Within the core gpu framework, each ComputeSystem defines a specific organization of such GPU buffer variables, and maximum efficiency is achieved by minimizing the number of such compute systems, and associated memory buffers. Each system also encapsulates the associated kernel shaders that operate on the associated memory data, so
Kernels and variables both must be defined within a specific system context.
tensorfs mapping
TODO:
The grouped global variables can be mapped directly to a corresponding tensorfs directory, which provides direct accessibility to this data within interactive Goal usage. Further, different sets of variable values can be easily managed by saving and loading different such directories.
These and all such gosl functions use the current system if none is explicitly specified, which is settable using the gosl.SetSystem call. Any given variable can use the get or set Goal math mode functions directly.
Memory access
In general, all global GPU variables will be arrays (slices) or tensors, which are exposed to the GPU as an array of floats.
The tensor-based indexing syntax in Goal math mode transparently works across CPU and GPU modes, and is thus the preferred way to access tensor data.
It is critical to appreciate that none of the other convenient math-mode operations will work as you expect on the GPU, because:
There is only one outer-loop, kernel-level parallel looping operation allowed at a time.
You cannot nest multiple such loops within each other. A kernel cannot launch another kernel. Therefore, as noted above, you must directly organize your computation to maximize the amount of parallel computation happening wthin each such kernel call.
Therefore, tensor indexing on the GPU only supports direct index values, not ranges.
Furthermore:
Pointer-based access of global variables is not supported in GPU mode.
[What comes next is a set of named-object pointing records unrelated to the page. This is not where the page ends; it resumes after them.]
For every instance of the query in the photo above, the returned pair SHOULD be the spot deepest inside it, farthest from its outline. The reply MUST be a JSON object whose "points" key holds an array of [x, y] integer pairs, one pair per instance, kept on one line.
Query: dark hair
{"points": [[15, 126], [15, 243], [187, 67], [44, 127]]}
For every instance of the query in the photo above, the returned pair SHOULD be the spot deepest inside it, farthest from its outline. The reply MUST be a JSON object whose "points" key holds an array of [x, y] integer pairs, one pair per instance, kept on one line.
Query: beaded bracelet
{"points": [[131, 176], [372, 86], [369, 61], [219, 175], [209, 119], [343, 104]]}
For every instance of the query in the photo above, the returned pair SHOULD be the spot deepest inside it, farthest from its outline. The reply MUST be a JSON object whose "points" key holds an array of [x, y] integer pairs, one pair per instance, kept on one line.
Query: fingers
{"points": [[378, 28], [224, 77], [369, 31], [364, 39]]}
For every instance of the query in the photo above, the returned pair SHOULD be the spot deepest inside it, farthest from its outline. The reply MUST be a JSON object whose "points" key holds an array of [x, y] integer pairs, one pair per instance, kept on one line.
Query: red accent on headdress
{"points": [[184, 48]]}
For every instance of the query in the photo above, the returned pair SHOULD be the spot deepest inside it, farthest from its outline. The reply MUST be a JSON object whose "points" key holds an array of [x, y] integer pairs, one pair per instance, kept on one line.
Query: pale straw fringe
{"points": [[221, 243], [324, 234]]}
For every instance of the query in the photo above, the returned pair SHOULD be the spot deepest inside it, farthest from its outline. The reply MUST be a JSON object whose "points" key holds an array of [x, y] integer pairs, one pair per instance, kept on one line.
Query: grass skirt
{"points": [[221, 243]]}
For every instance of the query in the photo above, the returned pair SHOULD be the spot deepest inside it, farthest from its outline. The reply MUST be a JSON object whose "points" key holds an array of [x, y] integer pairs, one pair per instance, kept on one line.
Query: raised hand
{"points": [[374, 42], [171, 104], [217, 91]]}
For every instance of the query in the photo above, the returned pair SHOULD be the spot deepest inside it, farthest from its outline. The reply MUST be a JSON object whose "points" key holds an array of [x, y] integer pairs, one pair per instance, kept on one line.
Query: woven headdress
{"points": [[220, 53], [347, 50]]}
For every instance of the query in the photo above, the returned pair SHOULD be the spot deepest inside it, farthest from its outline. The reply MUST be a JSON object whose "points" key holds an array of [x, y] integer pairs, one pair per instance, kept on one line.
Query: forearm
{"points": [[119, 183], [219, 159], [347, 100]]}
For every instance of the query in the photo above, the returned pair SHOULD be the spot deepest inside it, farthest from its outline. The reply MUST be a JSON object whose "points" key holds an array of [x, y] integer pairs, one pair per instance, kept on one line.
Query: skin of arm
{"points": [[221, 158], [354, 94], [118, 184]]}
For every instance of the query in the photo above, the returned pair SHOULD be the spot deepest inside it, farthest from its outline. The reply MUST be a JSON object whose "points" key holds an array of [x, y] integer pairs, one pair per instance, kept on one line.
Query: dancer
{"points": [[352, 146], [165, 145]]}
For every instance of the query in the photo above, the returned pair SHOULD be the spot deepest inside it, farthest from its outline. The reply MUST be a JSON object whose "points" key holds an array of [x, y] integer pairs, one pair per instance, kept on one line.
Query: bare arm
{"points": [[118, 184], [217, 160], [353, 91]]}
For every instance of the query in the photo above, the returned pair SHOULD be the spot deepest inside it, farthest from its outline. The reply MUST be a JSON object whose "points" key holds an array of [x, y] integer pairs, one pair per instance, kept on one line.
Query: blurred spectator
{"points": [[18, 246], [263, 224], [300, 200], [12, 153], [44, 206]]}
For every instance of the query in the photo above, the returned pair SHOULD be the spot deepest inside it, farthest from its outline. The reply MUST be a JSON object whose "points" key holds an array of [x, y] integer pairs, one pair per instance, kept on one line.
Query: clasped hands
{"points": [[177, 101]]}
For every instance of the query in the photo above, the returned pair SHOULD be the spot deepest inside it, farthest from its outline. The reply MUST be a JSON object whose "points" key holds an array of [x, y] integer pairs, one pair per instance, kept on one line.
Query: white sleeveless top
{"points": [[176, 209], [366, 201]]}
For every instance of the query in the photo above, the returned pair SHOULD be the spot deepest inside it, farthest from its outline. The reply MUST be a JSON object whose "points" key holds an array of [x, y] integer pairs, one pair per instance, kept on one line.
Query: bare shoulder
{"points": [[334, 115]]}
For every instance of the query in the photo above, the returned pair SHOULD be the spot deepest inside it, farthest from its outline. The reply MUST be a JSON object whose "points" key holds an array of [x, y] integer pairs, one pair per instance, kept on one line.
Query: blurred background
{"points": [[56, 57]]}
You have to use indexes into arrays exclusively. Thus, some of the data structures you may need to copy up to the GPU include index variables that determine how to access other variables.
Examples
A large and complex biologically-based neural network simulation framework called axon has been implemented using gosl, allowing 1000’s of lines of equations and data structures to run through standard Go on the CPU, and accelerated significantly on the GPU. This allows efficient debugging and unit testing of the code in Go, whereas debugging on the GPU is notoriously difficult.